Macdonald notes there are currently no effective disease-modifying treatments for osteoarthritis. As a result, most patients tend to control their condition by taking pain killers. Since only the pain is being managed, those patients will continue to see a continuous deterioration in their condition over time. For that reason, patients tend to be highly motivated to try and find a treatment that will help the underlying condition.
A Subjective Endpoint
If Cynata’s treatment is effective at treating osteoarthritis, patients should experience less pain. If you want to know if a treatment is effective at lowering a patient’s blood pressure, the end point is easy to measure. Use a sphygmomanometer to record the reading both before and after administering the treatment. With pain, the process is a bit more difficult.

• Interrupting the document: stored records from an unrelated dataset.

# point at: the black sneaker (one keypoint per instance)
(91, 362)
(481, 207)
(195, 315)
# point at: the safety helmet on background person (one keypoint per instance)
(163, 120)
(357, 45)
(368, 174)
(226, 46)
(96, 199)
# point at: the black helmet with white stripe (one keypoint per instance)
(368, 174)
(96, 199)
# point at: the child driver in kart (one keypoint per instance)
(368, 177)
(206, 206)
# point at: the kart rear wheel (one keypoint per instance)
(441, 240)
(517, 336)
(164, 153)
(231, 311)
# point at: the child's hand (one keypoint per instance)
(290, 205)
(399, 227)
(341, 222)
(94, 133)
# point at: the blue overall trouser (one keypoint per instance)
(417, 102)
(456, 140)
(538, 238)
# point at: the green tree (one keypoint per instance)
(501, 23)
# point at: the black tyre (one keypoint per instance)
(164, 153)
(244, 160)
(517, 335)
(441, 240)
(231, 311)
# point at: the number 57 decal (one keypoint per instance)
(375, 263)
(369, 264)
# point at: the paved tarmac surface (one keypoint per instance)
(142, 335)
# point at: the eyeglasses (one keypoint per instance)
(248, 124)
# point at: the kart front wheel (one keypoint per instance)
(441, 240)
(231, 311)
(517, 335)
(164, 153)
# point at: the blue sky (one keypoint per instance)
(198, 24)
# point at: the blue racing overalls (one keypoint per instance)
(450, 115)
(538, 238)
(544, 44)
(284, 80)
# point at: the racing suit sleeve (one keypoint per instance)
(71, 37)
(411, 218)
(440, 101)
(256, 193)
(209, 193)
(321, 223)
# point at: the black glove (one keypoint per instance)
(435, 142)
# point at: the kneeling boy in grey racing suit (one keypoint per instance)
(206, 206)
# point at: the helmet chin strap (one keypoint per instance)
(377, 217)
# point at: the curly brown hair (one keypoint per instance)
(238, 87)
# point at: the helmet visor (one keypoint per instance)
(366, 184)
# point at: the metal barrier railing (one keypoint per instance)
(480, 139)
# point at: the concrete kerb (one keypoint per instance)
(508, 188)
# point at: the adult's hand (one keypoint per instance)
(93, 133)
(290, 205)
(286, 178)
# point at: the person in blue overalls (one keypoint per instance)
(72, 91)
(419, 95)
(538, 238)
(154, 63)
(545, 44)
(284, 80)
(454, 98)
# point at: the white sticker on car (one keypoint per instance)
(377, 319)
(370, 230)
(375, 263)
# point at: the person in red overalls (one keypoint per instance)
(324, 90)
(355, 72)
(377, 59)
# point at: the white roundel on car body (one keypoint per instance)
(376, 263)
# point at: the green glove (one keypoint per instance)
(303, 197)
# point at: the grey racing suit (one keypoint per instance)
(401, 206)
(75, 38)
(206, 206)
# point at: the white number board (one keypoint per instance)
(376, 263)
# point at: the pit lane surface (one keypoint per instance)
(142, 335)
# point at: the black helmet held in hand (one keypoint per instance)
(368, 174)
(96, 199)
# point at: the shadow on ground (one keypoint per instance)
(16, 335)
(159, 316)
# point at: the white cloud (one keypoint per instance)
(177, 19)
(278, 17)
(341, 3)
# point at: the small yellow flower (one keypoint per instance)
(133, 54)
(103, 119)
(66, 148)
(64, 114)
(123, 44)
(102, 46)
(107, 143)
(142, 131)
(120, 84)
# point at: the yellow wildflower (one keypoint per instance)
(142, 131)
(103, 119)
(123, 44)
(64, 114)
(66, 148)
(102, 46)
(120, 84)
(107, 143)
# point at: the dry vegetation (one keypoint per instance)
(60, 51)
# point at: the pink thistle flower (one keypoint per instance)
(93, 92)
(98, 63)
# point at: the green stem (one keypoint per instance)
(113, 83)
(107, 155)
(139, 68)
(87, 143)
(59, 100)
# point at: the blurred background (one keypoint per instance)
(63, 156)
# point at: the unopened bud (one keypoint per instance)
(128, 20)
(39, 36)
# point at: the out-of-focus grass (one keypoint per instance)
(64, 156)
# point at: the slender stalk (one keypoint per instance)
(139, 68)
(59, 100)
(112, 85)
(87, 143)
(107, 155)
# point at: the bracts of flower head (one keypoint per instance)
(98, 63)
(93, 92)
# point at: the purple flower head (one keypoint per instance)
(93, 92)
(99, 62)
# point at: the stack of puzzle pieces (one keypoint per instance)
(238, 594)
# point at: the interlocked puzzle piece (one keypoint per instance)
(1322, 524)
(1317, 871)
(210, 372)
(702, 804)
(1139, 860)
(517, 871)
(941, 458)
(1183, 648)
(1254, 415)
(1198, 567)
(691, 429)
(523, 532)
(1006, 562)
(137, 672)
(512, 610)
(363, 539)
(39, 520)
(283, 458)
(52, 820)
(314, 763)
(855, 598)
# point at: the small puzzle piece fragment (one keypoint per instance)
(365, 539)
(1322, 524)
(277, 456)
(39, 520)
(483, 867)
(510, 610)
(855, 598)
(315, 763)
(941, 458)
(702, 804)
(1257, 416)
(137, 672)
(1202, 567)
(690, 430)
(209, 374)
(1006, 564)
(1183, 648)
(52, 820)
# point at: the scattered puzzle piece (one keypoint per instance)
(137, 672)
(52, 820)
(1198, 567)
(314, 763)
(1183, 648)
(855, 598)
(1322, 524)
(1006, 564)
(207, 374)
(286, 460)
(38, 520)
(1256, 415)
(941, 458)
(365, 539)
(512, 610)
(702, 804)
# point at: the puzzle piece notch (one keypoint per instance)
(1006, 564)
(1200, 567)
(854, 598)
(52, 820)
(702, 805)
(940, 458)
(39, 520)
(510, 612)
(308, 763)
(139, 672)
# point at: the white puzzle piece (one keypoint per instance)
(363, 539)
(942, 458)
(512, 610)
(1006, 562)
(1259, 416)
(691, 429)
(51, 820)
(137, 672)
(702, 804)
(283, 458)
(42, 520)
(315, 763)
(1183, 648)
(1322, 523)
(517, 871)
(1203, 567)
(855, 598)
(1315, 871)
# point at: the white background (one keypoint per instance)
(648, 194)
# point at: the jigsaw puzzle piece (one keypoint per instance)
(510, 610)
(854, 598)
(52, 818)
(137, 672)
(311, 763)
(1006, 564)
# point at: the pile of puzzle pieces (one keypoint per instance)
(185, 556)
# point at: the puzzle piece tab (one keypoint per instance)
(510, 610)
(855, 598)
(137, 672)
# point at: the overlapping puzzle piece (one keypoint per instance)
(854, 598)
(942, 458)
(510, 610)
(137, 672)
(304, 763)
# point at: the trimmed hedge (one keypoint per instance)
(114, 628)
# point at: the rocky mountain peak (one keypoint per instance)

“Pain is certainly more of a subjective endpoint,” says Kelly. “Still, there are validated tools we can use to assess pain in patient populations. Pain can be measured using a numerical rating scale. While that can have its limitations, due to it being the opinion of the patient, when you administer the test over a very large population, the results become more reliable.”
Cynata also uses quality of life measurements with patients. Patients are not simply asked about pain levels. They are asked about tasks that they are and are not able to perform, and how much difficulty is involved with doing them. By improving the patient’s pain level, researchers expect them to be able to perform more tasks and have an improved quality of life. The data will be collected via an interview-based assessment with staff at the clinics.
In creating the trial protocol, Cynata employed a group with extensive experience in using these instruments. The company also sought the advice of statisticians. If the treatment impacts patients, Macdonald and Kelly are confident the benefits will surface in the collected data. “We will recruit a large number of patients for the trial, but we also need to generate data that will allow us to form very robust conclusions about whether there is, or is not, an effect,” says Kelly.
Although Macdonald and Kelly have a lot of confidence in their treatment, they note the manufacturing challenges will continue to be a focus for the company. “Our challenge will be the same as it is for most companies pursuing advanced therapies,” says Kelly. “With any cell therapy or regenerative medicine, the big challenges are cost, consistency, and reliability. As we move forward with these treatments, we have to be able to show that these products can be manufactured economically and in a consistent fashion so the benefit can be reproduced.”
“That’s an important point,” adds Macdonald. “Safety and efficacy are cardinal requirements, but we have to be able to manufacture the product, at scale, in an economic manner. That is where our technology gives us an advantage. We have indications that our product is safe and effective, and this trial will prove that with a great deal of confidence. If Cymerus can solve the manufacturing issues that exist, we will be able to provide needed relief to these patients.”